El continente americano es la única región del mundo donde la mortalidad por suicidio ha ido en aumento desde el año 2000.

Según datos de la Organización Panamericana de la Salud (OPS), la tasa promedio en la región es de nueve casos por cada cien mil habitantes. Sólo en 2019, se quitaron la vida 97 mil personas, reporta DW Español.

Se trata de un fenómeno complejo y multifactorial, añade la información del mencionado medio informativo.

“No existe una causa única que pueda explicar las tasas crecientes, sino que, más bien, existe una combinación de factores individuales, sociales y culturales”, dice a DW el Dr. Matías Irarrázaval, asesor regional en salud mental de la OPS.

MÚLTIPLES FACTORES

Entre ellos, factores socioeconómicos, como desempleo o pobreza; problemas de salud mental no tratados, como la depresión; falta de acceso a atención médica; experiencias traumáticas.

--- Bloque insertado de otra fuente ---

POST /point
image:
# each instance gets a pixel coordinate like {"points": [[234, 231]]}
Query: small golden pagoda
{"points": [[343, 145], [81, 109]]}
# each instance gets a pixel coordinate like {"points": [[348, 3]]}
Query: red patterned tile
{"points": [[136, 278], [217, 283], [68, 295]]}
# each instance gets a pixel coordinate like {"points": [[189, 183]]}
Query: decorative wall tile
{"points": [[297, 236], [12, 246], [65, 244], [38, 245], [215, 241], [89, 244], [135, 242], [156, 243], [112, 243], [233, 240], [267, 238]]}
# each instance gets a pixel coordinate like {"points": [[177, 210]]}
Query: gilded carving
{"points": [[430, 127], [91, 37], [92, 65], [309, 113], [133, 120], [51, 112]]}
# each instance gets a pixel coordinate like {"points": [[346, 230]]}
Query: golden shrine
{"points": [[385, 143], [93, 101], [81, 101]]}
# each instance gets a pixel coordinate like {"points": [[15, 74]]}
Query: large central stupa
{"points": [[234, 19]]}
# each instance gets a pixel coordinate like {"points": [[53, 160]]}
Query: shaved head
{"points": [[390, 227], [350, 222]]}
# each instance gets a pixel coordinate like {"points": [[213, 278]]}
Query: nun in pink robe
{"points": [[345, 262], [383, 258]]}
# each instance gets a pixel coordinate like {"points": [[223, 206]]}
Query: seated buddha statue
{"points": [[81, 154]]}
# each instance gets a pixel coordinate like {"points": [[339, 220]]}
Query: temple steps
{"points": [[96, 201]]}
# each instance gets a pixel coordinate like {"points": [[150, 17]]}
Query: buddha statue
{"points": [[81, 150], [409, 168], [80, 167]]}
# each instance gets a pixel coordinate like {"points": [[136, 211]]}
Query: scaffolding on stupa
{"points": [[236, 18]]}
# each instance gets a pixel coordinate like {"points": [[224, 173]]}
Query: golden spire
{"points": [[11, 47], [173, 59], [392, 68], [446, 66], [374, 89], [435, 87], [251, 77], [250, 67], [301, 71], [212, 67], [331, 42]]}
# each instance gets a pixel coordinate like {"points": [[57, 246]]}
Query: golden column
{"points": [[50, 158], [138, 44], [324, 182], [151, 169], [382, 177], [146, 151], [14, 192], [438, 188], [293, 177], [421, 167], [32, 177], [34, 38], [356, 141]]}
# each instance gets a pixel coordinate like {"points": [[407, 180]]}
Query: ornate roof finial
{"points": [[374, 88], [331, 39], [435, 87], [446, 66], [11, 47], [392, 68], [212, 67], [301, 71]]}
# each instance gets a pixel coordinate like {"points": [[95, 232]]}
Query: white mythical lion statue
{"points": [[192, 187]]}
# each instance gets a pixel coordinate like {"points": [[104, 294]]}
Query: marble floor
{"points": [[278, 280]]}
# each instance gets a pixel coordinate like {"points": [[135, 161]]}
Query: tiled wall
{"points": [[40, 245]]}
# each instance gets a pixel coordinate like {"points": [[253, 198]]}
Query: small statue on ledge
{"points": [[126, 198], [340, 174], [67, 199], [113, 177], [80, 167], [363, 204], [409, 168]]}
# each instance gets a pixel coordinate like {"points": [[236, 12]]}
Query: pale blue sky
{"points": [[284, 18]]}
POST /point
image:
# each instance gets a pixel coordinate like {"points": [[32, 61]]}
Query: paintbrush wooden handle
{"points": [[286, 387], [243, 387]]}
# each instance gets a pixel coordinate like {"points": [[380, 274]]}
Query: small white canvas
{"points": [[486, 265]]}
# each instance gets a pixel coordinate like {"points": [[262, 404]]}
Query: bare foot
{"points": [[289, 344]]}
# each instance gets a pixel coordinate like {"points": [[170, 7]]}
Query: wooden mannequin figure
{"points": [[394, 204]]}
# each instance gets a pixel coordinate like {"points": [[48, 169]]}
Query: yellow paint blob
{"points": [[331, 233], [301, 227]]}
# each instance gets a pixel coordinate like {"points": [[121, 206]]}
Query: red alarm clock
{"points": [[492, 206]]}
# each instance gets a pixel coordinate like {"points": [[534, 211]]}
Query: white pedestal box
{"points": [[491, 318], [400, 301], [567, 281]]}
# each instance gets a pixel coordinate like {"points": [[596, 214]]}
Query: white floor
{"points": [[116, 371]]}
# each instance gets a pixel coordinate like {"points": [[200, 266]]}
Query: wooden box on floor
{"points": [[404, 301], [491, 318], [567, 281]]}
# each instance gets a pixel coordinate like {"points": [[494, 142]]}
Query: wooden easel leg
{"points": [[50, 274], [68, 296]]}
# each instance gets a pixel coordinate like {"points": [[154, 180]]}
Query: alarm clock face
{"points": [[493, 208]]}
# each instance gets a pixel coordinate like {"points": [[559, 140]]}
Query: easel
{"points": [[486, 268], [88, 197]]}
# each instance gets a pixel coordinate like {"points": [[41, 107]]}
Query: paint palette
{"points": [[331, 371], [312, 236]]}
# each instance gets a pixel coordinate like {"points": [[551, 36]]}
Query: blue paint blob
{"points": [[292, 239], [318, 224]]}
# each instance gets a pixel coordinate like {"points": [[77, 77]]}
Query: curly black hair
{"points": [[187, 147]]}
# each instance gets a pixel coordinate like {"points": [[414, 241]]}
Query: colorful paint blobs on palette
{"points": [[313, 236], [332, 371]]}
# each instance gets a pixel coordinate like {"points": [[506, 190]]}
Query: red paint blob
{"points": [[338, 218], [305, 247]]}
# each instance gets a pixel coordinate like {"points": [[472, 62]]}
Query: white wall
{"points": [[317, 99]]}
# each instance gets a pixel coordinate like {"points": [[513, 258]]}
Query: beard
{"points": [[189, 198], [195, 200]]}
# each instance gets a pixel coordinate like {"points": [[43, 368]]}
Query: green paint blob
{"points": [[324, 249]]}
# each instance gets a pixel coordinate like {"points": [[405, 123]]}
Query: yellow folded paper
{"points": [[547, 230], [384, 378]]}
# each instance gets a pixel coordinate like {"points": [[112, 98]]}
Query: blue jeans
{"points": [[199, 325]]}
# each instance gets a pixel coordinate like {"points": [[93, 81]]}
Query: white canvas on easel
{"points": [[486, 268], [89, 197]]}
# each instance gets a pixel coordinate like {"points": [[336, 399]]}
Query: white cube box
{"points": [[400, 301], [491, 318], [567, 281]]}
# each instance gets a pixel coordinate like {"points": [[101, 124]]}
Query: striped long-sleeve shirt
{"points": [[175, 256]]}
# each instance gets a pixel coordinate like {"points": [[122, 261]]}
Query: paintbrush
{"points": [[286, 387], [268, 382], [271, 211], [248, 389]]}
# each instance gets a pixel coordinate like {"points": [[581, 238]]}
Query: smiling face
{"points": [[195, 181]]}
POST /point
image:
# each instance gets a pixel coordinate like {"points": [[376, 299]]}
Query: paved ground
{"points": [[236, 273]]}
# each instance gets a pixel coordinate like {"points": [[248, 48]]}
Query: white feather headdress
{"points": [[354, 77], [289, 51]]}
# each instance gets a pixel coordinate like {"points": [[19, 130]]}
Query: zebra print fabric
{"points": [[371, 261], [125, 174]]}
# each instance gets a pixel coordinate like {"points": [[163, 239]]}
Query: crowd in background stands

En estas últimas están el abuso, acoso escolar y la muerte de un ser querido, falta de apoyo social o aislamiento, conflictos familiares, uso de sustancias y acceso a objetos o medios letales.

El 79 por ciento de los suicidios en la región son cometidos por hombres.

URGEN MÁS RECURSOS

Un reciente informe de la OPS indica que, en la medida que aumenta el gasto público en salud y la cantidad de médicos por habitante, se reducen los suicidios, y que es urgente apoyar a las personas que habitan en zonas rurales aisladas.

Irarrázaval observa que “la pandemia ha tenido un impacto significativo en la salud mental y ha exacerbado muchos de los factores que contribuyen al riesgo de suicidio”.

Sin embargo, la evidencia de su impacto es mixta, y se necesitan más estudios para comprender mejor esa correlación.